Pour l’achat d’un terrain en diffus
Il n’existe aucune obligation à construire après l’achat d’un terrain en secteur diffus. Mais après l’obtention d’un permis de construire, le propriétaire dispose d’un délai de trois ans pour commencer l’édification d’un bâtiment. Passé ce délai, le permis devient caduc, sauf si une demande de prorogation est déposée au moins deux mois avant son expiration. Passé ce délai, une fois les travaux commencés, ils ne doivent pas être interrompus pendant plus d’un an sous peine de caducité.
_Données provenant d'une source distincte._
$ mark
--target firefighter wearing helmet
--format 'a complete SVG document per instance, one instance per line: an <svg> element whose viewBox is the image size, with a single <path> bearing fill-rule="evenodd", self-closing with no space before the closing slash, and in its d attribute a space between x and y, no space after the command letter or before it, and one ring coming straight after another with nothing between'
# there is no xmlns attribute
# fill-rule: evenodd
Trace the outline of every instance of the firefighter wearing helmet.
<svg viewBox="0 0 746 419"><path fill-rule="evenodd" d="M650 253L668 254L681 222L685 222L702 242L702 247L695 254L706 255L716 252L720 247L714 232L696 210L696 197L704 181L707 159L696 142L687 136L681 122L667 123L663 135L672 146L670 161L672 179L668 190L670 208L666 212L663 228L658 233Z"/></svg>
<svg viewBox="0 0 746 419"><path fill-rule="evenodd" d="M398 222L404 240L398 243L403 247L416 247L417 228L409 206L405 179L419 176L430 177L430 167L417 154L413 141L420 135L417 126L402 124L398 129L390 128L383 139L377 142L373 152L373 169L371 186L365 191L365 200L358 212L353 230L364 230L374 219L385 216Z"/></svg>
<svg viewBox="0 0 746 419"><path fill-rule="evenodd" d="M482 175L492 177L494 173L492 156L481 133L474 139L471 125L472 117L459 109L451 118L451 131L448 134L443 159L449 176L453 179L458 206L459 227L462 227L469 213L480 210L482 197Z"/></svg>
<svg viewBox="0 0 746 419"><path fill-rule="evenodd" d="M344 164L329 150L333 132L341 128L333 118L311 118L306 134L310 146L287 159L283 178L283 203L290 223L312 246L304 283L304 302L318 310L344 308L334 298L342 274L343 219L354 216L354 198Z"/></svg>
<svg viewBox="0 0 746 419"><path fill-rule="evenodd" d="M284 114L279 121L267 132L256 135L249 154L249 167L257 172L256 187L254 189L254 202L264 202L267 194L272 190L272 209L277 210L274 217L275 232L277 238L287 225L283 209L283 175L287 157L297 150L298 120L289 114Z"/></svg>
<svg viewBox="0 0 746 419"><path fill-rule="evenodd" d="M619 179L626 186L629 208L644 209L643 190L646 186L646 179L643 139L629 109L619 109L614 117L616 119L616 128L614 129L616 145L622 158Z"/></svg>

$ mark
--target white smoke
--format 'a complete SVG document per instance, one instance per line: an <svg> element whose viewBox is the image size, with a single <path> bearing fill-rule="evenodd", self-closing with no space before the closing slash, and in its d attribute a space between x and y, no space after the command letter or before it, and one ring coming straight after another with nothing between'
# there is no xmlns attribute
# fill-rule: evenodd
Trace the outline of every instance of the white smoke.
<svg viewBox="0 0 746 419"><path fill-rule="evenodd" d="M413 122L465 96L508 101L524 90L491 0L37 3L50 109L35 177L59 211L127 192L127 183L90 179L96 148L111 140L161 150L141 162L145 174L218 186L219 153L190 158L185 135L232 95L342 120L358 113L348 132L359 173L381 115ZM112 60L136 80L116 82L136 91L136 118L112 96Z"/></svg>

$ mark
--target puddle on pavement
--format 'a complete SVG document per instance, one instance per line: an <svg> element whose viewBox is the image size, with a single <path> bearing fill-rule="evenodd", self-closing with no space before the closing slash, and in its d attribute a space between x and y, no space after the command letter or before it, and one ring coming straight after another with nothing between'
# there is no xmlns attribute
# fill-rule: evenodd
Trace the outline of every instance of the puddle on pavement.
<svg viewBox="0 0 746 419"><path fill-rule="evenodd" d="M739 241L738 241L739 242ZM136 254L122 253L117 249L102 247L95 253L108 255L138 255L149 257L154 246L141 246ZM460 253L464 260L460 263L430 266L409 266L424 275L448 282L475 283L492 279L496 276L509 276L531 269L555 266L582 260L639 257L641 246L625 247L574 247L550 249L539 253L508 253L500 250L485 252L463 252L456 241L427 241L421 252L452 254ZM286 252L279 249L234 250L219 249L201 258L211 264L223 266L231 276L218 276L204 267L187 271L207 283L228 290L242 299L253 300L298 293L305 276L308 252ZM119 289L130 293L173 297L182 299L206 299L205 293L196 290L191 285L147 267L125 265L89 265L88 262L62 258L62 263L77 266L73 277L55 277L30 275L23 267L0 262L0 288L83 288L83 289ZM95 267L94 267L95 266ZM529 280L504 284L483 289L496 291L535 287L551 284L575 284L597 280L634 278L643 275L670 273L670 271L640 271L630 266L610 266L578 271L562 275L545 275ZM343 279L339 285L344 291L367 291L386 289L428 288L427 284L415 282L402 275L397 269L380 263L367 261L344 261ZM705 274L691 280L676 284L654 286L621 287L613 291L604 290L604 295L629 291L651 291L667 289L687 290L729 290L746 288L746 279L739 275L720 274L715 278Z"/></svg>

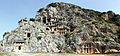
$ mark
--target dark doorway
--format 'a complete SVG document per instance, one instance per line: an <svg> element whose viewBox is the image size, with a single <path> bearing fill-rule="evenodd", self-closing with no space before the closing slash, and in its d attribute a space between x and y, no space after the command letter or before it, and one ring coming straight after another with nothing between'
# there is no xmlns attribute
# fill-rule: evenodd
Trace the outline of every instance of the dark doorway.
<svg viewBox="0 0 120 56"><path fill-rule="evenodd" d="M19 46L18 49L21 50L21 46Z"/></svg>

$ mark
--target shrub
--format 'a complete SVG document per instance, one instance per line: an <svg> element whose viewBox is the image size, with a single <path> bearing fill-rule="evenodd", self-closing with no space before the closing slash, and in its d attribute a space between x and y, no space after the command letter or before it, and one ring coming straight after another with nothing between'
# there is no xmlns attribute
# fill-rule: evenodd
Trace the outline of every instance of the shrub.
<svg viewBox="0 0 120 56"><path fill-rule="evenodd" d="M107 38L106 40L105 40L105 42L109 42L110 41L110 39L109 38Z"/></svg>
<svg viewBox="0 0 120 56"><path fill-rule="evenodd" d="M30 18L30 21L35 21L35 18Z"/></svg>
<svg viewBox="0 0 120 56"><path fill-rule="evenodd" d="M61 45L58 45L57 48L58 48L59 50L62 50L62 46L61 46Z"/></svg>
<svg viewBox="0 0 120 56"><path fill-rule="evenodd" d="M92 24L96 24L96 23L98 23L98 22L96 22L96 21L93 21L93 22L92 22Z"/></svg>
<svg viewBox="0 0 120 56"><path fill-rule="evenodd" d="M38 12L41 12L42 10L43 10L43 8L39 9L39 11L38 11Z"/></svg>
<svg viewBox="0 0 120 56"><path fill-rule="evenodd" d="M41 33L45 33L45 32L43 32L43 30L41 30L41 29L40 29L40 32L41 32Z"/></svg>
<svg viewBox="0 0 120 56"><path fill-rule="evenodd" d="M10 33L9 33L9 32L5 32L5 33L3 34L3 37L4 37L6 34L10 34Z"/></svg>
<svg viewBox="0 0 120 56"><path fill-rule="evenodd" d="M120 28L117 30L118 39L120 39Z"/></svg>
<svg viewBox="0 0 120 56"><path fill-rule="evenodd" d="M86 23L87 21L81 21L82 24Z"/></svg>
<svg viewBox="0 0 120 56"><path fill-rule="evenodd" d="M73 53L73 51L70 48L65 48L65 53Z"/></svg>
<svg viewBox="0 0 120 56"><path fill-rule="evenodd" d="M42 36L38 36L38 37L36 37L36 38L37 38L37 40L41 40Z"/></svg>
<svg viewBox="0 0 120 56"><path fill-rule="evenodd" d="M48 5L48 7L50 7L50 6L52 6L52 7L56 7L57 4L56 4L56 3L51 3L51 4Z"/></svg>
<svg viewBox="0 0 120 56"><path fill-rule="evenodd" d="M70 33L66 32L64 36L67 37L67 38L69 38L70 37Z"/></svg>

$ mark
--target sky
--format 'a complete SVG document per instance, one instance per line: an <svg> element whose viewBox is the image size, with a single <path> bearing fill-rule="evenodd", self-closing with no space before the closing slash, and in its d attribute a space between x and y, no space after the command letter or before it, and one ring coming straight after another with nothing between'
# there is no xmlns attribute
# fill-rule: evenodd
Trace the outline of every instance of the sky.
<svg viewBox="0 0 120 56"><path fill-rule="evenodd" d="M120 14L120 0L0 0L0 40L5 32L18 26L22 18L34 18L40 8L53 2L65 2L100 12Z"/></svg>

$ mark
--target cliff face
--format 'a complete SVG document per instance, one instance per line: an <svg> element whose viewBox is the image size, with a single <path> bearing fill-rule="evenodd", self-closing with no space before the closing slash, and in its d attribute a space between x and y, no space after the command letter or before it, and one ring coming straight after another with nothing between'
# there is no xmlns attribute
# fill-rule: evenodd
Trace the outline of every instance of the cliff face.
<svg viewBox="0 0 120 56"><path fill-rule="evenodd" d="M11 52L15 49L14 43L22 41L24 52L104 53L118 50L118 22L120 16L112 11L101 13L72 4L51 3L41 8L35 19L20 20L15 30L4 35L3 47Z"/></svg>

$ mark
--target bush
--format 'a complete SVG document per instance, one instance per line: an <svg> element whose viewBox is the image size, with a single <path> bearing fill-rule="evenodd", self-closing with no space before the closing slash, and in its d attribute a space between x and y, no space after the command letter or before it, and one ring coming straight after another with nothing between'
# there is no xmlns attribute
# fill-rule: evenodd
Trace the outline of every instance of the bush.
<svg viewBox="0 0 120 56"><path fill-rule="evenodd" d="M43 32L43 30L41 30L41 29L40 29L40 32L41 32L41 33L45 33L45 32Z"/></svg>
<svg viewBox="0 0 120 56"><path fill-rule="evenodd" d="M96 24L96 23L98 23L98 22L96 22L96 21L93 21L93 22L92 22L92 24Z"/></svg>
<svg viewBox="0 0 120 56"><path fill-rule="evenodd" d="M39 9L39 11L38 11L38 12L41 12L42 10L43 10L43 8Z"/></svg>
<svg viewBox="0 0 120 56"><path fill-rule="evenodd" d="M62 50L62 46L61 46L61 45L58 45L57 48L58 48L59 50Z"/></svg>
<svg viewBox="0 0 120 56"><path fill-rule="evenodd" d="M56 7L57 4L56 4L56 3L51 3L51 4L48 5L48 7L50 7L50 6L52 6L52 7Z"/></svg>
<svg viewBox="0 0 120 56"><path fill-rule="evenodd" d="M3 37L4 37L6 34L10 34L10 33L9 33L9 32L5 32L5 33L3 34Z"/></svg>
<svg viewBox="0 0 120 56"><path fill-rule="evenodd" d="M65 48L65 53L73 53L73 51L70 48Z"/></svg>
<svg viewBox="0 0 120 56"><path fill-rule="evenodd" d="M120 28L117 30L118 39L120 39Z"/></svg>
<svg viewBox="0 0 120 56"><path fill-rule="evenodd" d="M30 18L30 21L35 21L35 18Z"/></svg>
<svg viewBox="0 0 120 56"><path fill-rule="evenodd" d="M81 21L82 24L86 23L87 21Z"/></svg>
<svg viewBox="0 0 120 56"><path fill-rule="evenodd" d="M69 32L66 32L64 36L65 36L66 38L69 38L69 37L70 37L70 33L69 33Z"/></svg>
<svg viewBox="0 0 120 56"><path fill-rule="evenodd" d="M41 40L42 36L38 36L38 37L36 37L36 38L37 38L37 40Z"/></svg>

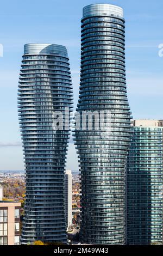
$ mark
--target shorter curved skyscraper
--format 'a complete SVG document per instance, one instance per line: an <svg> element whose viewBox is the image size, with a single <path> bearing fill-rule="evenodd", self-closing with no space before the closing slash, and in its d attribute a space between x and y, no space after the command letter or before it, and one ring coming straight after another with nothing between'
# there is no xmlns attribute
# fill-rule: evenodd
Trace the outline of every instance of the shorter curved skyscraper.
<svg viewBox="0 0 163 256"><path fill-rule="evenodd" d="M81 242L124 245L126 163L132 131L123 11L95 4L84 7L83 14L75 130L81 170Z"/></svg>
<svg viewBox="0 0 163 256"><path fill-rule="evenodd" d="M127 242L161 245L163 120L134 121L128 161Z"/></svg>
<svg viewBox="0 0 163 256"><path fill-rule="evenodd" d="M64 174L72 93L66 48L25 45L18 86L26 172L23 244L66 243Z"/></svg>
Le vendeur du terrain peut insérer une clause obligeant l’acquéreur à construire dans un délai donné. Dans le cadre notamment de parcelles vendues par des collectivités locales, il est courant que l’obligation de construire soit assortie d’un délai de réalisation de plusieurs années. En cas de non-respect, l’acheteur peut être contraint de revendre le terrain ou de payer des indemnités.
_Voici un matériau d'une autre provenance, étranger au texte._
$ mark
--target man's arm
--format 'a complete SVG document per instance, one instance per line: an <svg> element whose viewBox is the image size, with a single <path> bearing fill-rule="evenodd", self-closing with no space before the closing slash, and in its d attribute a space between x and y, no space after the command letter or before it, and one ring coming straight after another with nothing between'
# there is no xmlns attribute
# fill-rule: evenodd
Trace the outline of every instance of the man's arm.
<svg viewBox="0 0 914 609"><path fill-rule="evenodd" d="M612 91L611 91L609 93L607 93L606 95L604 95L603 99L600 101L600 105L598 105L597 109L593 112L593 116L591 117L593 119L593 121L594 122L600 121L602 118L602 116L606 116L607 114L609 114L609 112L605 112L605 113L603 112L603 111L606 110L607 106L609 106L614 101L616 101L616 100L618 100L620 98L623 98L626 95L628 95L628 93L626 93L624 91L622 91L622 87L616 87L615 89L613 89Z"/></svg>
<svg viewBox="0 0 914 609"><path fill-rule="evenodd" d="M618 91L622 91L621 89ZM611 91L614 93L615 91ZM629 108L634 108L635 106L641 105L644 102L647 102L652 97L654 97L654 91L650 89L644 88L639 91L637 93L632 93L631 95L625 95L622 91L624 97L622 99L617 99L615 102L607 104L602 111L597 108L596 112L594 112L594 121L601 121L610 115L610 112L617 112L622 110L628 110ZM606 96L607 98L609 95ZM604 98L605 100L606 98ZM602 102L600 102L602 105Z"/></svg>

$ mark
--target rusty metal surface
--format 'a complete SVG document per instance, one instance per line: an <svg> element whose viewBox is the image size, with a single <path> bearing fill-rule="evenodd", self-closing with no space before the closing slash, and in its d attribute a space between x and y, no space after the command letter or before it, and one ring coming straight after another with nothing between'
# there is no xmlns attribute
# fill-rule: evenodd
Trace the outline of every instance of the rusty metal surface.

Pour l’achat d’un terrain en lotissement
Lors de l’achat d’un terrain en lotissement, il est fréquent que le règlement ou le cahier des charges du lotissement imposent une obligation de construire dans un délai donné, en général sous trois ans. Cette contrainte vise à garantir l’homogénéité et le développement rapide du projet immobilier global.
En cas de non-respect, des pénalités ou une éventuelle annulation de l’achat peuvent être prévues. Cependant, ce délai étant l’objet d’un simple accord contractuel entre le lotisseur et l’acheteur, il n’a pas force de loi, surtout si l’absence de construction ne s’accompagne pas de sanctions.